Members of this genus are wingless at every life-stage; they are flightless, like some inland water striders. The three pairs of legs are used for different tasks; the stout front pair grasps and holds prey items during feeding, the middle longest pair, bearing long hairs on the tibia and first tarsus, provides most of the propulsive force, and the rear pair aids in steering; all three pairs may be used for grooming. The silvery appearance of the body is a result of reflections from air retained by very fine "hairs" which repel water. Their mouthparts are the typical sucking form of hemipterans, with stylets specialized for cutting that then come together to form a "feeding tube". They store energy through lipid stores, of which 92% of this may consist of triglyceride in other pelagic sea skater species, which may also apply to H. micans.

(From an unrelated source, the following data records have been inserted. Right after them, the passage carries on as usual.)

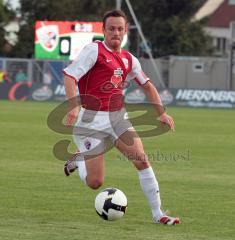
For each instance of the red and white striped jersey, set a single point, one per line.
(102, 74)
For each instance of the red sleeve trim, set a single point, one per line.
(139, 83)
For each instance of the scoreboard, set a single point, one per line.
(63, 40)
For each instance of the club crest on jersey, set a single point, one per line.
(116, 79)
(125, 61)
(87, 144)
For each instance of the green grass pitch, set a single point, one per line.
(195, 167)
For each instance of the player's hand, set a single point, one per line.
(71, 117)
(168, 120)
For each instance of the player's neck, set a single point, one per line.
(112, 49)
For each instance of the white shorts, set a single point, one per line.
(96, 131)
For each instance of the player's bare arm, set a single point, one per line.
(73, 106)
(155, 99)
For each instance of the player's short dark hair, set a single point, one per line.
(114, 13)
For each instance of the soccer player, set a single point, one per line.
(100, 71)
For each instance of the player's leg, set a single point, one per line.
(131, 146)
(95, 171)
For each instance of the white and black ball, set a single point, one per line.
(111, 204)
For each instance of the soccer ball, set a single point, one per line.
(111, 204)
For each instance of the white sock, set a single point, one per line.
(81, 168)
(150, 188)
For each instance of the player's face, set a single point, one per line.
(114, 30)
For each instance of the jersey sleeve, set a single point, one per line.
(83, 63)
(136, 73)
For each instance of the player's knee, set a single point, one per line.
(141, 162)
(95, 183)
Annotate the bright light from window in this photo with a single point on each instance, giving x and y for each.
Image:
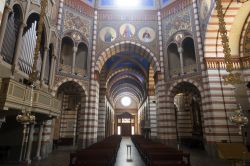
(133, 130)
(119, 130)
(127, 3)
(126, 101)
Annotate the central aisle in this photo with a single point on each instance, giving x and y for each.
(121, 159)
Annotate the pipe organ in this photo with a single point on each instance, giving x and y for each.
(26, 58)
(8, 48)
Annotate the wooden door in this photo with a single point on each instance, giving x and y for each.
(126, 129)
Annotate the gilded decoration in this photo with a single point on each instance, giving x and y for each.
(177, 22)
(204, 8)
(75, 22)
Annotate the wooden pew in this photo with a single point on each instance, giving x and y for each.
(157, 154)
(99, 154)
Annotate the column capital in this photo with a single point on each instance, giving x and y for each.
(75, 49)
(180, 49)
(46, 48)
(8, 8)
(22, 25)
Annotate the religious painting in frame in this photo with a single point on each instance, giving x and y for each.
(127, 30)
(108, 34)
(146, 34)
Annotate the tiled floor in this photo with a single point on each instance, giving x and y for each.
(122, 158)
(60, 157)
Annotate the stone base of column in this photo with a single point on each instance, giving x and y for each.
(38, 158)
(211, 149)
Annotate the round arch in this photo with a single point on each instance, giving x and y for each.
(196, 84)
(55, 88)
(125, 46)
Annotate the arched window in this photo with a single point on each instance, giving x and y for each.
(11, 34)
(188, 52)
(67, 51)
(173, 59)
(81, 57)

The species of Halobates are difficult to distinguish visually, though it is possible through close comparison of the length of the appendage segments as well as the genital segments of the male bugs.

==Behavior==
Live specimens maintain a "skating" position with their legs (top header), while the legs of dead animals extend backwards (bottom header). Pelagic Halobates form "patches" where they concentrate in numbers; these aggregations are segregated by age-classes, presumably so that the younger nymphs avoid cannibalization. They apparently do not dive into the water at all for any reason, though are apparently able to recover from 2 hours of submergence at 31.5 C (cooler waters contain more oxygen, and thus allow them to survive for longer). Sea skaters are very agile, being able to skate at speeds of 50–100 cm per second and jump 10–12 cm in height; with their "very well-developed" eyes, they are able to avoid the nets used to sample the pleuston, and likely potential predators; this agility is useful in a region with virtually no cover. This lack of cover also led to UV-absorbent adaptation of their cuticle; as pelagic sea skaters cannot take cover from bright sunlight, their more opaque surfaces must be better adapted to tolerate solar radiation than freshwater Gerrids, which can more easily find shade.

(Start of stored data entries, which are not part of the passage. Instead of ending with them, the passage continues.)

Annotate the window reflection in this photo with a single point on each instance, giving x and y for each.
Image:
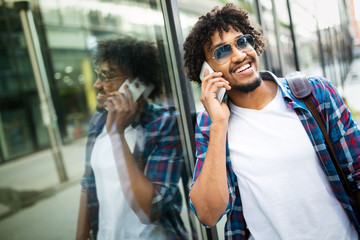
(134, 156)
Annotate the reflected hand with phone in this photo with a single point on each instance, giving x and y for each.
(122, 110)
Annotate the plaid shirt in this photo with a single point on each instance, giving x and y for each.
(343, 131)
(164, 159)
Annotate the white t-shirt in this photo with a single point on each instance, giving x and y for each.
(116, 218)
(284, 192)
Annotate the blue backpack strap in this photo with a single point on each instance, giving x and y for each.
(299, 85)
(301, 89)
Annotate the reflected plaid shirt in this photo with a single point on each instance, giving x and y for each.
(343, 131)
(164, 161)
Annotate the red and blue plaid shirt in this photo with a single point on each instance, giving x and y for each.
(163, 157)
(344, 133)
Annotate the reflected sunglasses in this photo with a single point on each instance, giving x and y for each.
(104, 78)
(222, 54)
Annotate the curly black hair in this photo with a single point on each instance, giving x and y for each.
(217, 20)
(134, 57)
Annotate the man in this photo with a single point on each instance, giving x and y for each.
(261, 158)
(134, 157)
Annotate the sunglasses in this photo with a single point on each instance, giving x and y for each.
(222, 54)
(104, 78)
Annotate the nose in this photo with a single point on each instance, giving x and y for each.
(98, 84)
(237, 54)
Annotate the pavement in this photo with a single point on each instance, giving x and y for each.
(34, 205)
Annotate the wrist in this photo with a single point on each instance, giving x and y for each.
(219, 127)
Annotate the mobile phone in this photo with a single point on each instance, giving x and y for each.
(136, 88)
(221, 91)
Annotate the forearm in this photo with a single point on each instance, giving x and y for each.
(137, 188)
(210, 194)
(83, 224)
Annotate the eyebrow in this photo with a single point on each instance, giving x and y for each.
(224, 43)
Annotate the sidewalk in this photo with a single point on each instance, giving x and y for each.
(33, 203)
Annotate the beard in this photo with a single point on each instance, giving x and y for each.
(247, 87)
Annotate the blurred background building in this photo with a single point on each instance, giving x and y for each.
(317, 37)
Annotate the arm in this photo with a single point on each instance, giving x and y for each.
(83, 225)
(344, 132)
(209, 193)
(137, 188)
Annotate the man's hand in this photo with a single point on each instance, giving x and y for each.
(121, 110)
(218, 111)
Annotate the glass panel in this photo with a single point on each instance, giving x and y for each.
(269, 31)
(144, 178)
(15, 133)
(306, 37)
(286, 43)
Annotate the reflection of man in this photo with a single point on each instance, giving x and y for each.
(264, 163)
(134, 157)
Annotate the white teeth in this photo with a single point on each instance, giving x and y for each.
(246, 66)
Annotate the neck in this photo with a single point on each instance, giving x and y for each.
(256, 99)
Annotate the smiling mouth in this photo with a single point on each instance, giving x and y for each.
(243, 68)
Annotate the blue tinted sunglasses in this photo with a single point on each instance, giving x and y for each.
(222, 54)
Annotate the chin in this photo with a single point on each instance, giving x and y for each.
(100, 107)
(249, 86)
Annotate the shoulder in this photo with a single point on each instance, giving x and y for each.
(323, 88)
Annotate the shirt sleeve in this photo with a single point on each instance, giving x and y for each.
(343, 131)
(202, 133)
(165, 160)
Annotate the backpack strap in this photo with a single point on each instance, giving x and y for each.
(301, 89)
(299, 85)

Sea skaters are attracted to artificial light, which may aid in collecting specimens; it is thought that they are attracted to lights because their prey also congregate towards light sources. Pelagic Halobates are not as resistant to freshwater as the coastal species, which may be due to their need to cope with freshwater runoff after inland storms.

===Feeding ecology===
Very young nymphs are thought to subsist solely on biofilm that grows on the water's surface, while older nymphs and adults prey on anything they can capture on the open ocean, such as zooplankton and floating insects, and suck out their fluids. Pelagic Halobates apparently prefer struggling prey, in contrast to nearshore species which avoid them. Cannibalism has been documented; older individuals never preyed on their fellows, but exclusively on younger individuals. Relatively large prey items may be shared by a few bugs. Seabirds are the most important predator of sea skaters in general, and remains of this species has been found inside the guts of the bridled tern (Sterna anaethetus). Coastal specimens may be fed upon by songbirds (Dendroica petechia), fish (Sardinops sagax, Mugilidae), and lizards (Microlophus albemarlensis). Pelagic sea skaters were found to accumulate heavy metals.

===Life cycle===
The eggs (1 mm long) are laid on flotsam, such as seabird feathers, driftwood, or plastic, but eggs may even be laid on juvenile members of the same species; these are olive when fresh and turn orange after a few days. Development might take up to a month at 20 C, after which the nymph punctures the chorion with a chitinized "egg-burster", and extracts itself from the egg which takes around 3 minutes; eggs hatch together in intervals, which is likely a method to reduce the risk of predation on the vulnerable nymphs. The young are similar in morphology to adults, with the nymphs of the first instar being pale brown instead of dark grey; these reach maturity after 5 moults, with the sexes of immature animals being indistinguishable. Generational length is likely longer than two months. Individuals which were about to molt appeared sluggish and stopped feeding, teneral nymphs are pale-yellow to off-white. The speed of development is likely based on ambient temperature.